Plus3 DD1 goes through cycles of what bothers her and what doesn't, but yes she has sensitivities too. But at the moment we just go around and around in circles of 'what I like doesn't look right on me because what I like is for skinny flat chested kids and what fits me I hate because it makes me look too grown up and I just want to be a little girl'. Sometimes she's happy with something for a few days and then, all of a sudden, maybe she's caught sight of herself at a particular angle or someone's said something, she can't explain, and then she literally can't get dressed and just lies on the floor crying uncontrollably, and the cycle starts all over again. I keep thinking we've found a winning combo and then it all falls apart again Sad

OP posts:
optimuss · 02/05/2018 18:43

I think its an odd one because reading this that could've been me, although i was quite private about it I felt very stuck in this inbetween part. I was diagnosed with ADHD and it definitely made the transition worse because although your mind feels mature it can be quite difficult to behave accordingly. It feels as though people are less and less accepting of ADHD type symptoms after puberty and maybe this is what she is aware of even if she can't put it in to words.

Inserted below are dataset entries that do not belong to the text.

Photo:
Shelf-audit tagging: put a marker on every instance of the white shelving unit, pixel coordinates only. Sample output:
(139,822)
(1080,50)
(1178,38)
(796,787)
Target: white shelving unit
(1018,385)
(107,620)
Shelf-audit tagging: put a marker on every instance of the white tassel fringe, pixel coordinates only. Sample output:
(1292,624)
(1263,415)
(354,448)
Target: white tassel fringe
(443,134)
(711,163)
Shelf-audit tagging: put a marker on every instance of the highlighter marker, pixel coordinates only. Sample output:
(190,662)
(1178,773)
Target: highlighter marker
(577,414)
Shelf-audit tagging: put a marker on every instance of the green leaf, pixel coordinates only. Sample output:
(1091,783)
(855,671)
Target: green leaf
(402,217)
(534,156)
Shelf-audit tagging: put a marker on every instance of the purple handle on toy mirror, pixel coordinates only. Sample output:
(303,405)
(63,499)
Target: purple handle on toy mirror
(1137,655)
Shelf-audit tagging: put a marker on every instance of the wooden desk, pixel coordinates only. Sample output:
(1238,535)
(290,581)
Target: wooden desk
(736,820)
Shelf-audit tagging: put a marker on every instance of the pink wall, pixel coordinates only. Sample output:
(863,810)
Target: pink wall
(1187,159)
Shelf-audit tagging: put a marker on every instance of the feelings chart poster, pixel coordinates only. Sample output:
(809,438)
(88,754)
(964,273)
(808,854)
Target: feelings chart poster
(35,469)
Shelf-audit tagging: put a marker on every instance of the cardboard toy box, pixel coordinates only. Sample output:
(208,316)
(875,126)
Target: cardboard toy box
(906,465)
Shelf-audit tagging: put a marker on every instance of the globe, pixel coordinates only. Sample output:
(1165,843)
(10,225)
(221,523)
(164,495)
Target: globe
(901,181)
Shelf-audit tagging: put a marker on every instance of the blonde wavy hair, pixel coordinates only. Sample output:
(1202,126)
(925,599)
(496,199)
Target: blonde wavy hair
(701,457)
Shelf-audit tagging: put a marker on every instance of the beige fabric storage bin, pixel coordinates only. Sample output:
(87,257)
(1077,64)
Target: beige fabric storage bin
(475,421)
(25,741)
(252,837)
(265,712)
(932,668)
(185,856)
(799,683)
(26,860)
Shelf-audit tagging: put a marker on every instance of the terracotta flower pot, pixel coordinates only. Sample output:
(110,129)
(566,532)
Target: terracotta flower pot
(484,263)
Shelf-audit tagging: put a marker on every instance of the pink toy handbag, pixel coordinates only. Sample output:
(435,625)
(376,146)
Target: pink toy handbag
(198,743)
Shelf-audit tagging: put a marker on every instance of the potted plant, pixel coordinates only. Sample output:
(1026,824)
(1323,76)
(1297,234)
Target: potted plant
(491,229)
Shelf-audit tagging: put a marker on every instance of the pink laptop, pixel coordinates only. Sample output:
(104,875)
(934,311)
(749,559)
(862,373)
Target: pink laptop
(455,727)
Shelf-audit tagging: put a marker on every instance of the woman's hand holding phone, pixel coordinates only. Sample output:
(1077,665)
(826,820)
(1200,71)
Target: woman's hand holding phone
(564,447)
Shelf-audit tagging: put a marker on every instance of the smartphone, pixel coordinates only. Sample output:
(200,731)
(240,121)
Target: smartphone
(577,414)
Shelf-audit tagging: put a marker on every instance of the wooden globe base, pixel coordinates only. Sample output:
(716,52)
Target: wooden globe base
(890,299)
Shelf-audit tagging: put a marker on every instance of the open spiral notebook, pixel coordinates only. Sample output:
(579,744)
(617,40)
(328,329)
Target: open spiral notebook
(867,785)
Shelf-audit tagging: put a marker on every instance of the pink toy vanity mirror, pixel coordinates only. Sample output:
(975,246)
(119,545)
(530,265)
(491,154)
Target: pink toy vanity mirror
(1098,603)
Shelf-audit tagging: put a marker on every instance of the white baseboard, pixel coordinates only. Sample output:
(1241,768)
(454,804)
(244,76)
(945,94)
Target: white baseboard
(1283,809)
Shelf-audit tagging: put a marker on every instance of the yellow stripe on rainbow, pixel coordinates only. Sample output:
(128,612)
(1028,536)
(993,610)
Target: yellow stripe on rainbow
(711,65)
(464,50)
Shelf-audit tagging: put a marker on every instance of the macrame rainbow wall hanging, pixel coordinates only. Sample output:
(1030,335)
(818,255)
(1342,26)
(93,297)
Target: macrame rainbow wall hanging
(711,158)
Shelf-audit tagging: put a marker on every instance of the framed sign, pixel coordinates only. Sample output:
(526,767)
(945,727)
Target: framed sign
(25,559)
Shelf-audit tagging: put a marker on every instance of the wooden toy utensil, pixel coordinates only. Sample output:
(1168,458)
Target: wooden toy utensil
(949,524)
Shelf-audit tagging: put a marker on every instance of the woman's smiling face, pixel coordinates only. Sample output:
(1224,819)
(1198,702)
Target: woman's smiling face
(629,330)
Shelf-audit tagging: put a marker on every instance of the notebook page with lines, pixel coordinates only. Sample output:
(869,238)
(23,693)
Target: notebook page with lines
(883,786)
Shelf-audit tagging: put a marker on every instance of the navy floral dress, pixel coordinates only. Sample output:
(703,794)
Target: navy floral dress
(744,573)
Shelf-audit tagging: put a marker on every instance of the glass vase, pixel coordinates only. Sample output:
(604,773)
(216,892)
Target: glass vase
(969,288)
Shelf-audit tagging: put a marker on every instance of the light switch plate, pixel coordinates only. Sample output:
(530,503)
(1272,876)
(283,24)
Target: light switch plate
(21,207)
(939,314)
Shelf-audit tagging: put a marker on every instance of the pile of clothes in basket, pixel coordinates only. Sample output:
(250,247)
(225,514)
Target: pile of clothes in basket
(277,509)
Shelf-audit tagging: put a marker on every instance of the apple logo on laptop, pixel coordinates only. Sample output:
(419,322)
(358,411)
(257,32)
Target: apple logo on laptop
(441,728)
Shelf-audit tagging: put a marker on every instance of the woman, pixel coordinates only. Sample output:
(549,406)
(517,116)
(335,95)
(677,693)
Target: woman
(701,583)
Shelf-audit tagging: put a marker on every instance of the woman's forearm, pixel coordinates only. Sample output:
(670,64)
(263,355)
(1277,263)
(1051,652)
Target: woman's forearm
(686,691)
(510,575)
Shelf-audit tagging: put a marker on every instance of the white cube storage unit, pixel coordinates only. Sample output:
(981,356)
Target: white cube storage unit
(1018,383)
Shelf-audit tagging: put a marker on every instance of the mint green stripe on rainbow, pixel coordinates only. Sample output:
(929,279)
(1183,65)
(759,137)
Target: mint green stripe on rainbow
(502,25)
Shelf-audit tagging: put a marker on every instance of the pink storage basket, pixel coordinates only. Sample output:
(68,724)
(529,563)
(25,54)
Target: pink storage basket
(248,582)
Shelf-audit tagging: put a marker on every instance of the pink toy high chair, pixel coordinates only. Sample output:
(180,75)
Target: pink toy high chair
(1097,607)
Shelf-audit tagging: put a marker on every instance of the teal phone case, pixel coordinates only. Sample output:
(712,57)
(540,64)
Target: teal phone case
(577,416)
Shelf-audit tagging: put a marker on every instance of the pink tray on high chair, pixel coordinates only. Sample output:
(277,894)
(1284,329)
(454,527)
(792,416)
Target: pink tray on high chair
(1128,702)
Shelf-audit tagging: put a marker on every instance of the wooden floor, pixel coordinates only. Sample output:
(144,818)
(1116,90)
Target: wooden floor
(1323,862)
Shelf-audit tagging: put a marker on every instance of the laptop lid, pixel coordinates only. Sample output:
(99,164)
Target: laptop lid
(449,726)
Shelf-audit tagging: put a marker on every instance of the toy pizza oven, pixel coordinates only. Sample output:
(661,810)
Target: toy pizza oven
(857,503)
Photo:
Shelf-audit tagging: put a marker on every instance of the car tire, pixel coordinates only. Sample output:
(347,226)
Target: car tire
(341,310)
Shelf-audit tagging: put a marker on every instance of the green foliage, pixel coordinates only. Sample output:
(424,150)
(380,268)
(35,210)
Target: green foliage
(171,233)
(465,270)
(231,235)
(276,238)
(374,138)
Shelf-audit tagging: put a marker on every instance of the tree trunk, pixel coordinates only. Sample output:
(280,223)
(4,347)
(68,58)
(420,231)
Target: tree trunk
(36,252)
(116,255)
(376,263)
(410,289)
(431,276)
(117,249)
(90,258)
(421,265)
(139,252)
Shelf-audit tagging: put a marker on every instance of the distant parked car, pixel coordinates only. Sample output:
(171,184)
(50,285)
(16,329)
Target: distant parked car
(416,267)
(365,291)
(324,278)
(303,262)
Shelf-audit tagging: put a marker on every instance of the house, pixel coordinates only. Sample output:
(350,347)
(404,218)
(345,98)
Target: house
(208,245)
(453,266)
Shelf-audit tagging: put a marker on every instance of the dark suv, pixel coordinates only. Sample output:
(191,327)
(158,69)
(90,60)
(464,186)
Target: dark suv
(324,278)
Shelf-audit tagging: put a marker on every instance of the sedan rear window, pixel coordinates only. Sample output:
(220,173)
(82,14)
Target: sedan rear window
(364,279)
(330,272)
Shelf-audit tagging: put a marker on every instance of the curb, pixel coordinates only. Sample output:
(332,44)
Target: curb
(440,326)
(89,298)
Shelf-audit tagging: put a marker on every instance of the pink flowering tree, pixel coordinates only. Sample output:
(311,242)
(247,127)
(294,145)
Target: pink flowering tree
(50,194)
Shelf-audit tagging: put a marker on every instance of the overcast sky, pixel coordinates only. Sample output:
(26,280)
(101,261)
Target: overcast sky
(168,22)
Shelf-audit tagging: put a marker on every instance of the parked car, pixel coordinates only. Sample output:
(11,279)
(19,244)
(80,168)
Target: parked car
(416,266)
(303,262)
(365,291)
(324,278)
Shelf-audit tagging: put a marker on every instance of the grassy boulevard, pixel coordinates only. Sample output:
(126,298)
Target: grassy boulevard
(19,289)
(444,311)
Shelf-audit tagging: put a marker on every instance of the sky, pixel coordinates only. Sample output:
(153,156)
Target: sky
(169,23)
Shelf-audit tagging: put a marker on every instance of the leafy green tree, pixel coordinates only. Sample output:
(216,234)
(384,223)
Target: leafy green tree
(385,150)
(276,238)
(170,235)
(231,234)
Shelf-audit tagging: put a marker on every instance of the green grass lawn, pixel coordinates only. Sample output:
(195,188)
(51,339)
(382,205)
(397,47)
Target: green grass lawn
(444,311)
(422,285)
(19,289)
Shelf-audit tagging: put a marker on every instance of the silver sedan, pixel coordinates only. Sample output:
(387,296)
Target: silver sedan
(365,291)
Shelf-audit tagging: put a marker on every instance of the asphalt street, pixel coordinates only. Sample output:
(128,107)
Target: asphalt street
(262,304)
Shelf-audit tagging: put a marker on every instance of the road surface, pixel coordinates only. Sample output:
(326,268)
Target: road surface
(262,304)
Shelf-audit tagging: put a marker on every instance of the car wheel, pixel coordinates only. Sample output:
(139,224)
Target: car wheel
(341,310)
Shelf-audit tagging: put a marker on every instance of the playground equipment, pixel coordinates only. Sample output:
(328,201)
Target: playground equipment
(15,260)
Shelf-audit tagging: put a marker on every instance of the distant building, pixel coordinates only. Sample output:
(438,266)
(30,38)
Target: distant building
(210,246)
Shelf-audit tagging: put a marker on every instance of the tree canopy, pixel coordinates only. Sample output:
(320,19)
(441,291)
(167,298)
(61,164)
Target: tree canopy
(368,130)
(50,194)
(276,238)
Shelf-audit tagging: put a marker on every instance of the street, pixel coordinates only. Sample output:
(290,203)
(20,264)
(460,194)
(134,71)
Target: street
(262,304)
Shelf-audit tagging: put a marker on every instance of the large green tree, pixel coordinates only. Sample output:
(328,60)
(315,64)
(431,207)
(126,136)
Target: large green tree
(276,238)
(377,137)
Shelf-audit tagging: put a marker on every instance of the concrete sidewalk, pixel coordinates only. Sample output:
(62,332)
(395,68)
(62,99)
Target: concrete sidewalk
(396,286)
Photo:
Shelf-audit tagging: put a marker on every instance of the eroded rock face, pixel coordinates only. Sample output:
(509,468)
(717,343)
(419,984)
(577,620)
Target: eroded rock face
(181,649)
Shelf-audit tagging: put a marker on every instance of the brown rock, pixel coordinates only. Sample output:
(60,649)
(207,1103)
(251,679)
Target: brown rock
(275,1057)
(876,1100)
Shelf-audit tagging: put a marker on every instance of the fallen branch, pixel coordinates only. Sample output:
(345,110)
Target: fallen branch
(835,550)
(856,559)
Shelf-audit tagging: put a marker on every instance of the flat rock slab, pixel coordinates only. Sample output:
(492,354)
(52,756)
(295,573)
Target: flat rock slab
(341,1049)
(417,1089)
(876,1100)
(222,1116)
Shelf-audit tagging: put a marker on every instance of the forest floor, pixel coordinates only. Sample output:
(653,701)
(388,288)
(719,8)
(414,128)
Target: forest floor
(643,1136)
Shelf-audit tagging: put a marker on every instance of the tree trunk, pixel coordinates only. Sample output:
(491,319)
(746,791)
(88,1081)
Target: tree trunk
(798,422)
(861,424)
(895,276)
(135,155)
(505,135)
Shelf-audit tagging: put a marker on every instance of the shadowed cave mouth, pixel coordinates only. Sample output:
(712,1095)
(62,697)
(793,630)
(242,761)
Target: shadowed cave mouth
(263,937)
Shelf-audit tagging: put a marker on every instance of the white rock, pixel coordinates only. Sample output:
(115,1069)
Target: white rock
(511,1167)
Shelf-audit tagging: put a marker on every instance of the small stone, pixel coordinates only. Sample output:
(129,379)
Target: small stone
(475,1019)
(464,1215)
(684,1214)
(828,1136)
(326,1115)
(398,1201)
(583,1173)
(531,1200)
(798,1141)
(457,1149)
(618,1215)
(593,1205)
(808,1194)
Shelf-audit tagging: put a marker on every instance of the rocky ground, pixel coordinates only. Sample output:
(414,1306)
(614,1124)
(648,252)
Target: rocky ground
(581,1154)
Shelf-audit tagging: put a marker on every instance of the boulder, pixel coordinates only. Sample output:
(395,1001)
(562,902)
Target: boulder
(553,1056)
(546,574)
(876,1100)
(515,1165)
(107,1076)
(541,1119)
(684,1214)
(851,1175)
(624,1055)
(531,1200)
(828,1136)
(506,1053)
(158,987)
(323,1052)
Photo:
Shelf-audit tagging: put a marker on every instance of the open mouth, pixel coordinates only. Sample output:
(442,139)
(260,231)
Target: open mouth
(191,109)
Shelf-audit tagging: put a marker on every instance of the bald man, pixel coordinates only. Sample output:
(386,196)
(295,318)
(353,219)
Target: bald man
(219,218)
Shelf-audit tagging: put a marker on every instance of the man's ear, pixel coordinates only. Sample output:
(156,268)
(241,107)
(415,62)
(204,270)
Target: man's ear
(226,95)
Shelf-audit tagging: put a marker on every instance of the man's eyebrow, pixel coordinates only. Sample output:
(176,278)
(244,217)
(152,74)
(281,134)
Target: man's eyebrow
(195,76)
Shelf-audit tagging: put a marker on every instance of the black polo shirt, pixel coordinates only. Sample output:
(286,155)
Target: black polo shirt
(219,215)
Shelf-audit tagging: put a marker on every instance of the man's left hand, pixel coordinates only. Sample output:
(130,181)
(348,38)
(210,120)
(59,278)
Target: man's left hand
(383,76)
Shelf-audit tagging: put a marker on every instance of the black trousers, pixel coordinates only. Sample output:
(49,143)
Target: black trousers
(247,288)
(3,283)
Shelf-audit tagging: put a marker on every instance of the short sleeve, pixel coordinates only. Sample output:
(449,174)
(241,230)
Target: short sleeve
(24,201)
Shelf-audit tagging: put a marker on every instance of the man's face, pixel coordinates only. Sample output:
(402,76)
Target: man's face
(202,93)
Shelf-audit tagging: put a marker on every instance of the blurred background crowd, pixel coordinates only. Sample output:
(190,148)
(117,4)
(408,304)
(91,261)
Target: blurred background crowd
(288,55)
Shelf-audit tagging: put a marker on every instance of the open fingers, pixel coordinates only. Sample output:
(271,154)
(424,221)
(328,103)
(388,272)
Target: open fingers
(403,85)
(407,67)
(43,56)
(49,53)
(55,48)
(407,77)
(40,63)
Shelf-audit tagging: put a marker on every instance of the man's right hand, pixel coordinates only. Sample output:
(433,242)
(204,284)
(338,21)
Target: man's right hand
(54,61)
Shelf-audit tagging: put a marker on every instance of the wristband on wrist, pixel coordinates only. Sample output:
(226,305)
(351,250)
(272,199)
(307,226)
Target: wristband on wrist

It won't be much of a consolation at the moment but in terms of clothing that was definitely my biggest struggle and i took me a while to be comfortable. I think maybe around 15/16 i found my eccentric way of dressing again and although I don't think anyone could ever say i dressed 'grown up', people did think I was cool for not giving a shit.
I would advise lots of online shopping! finding things that seem cool, neutral. If she is comfortable in herself in this sense everything else will fit in to place. I hope it all works out okay!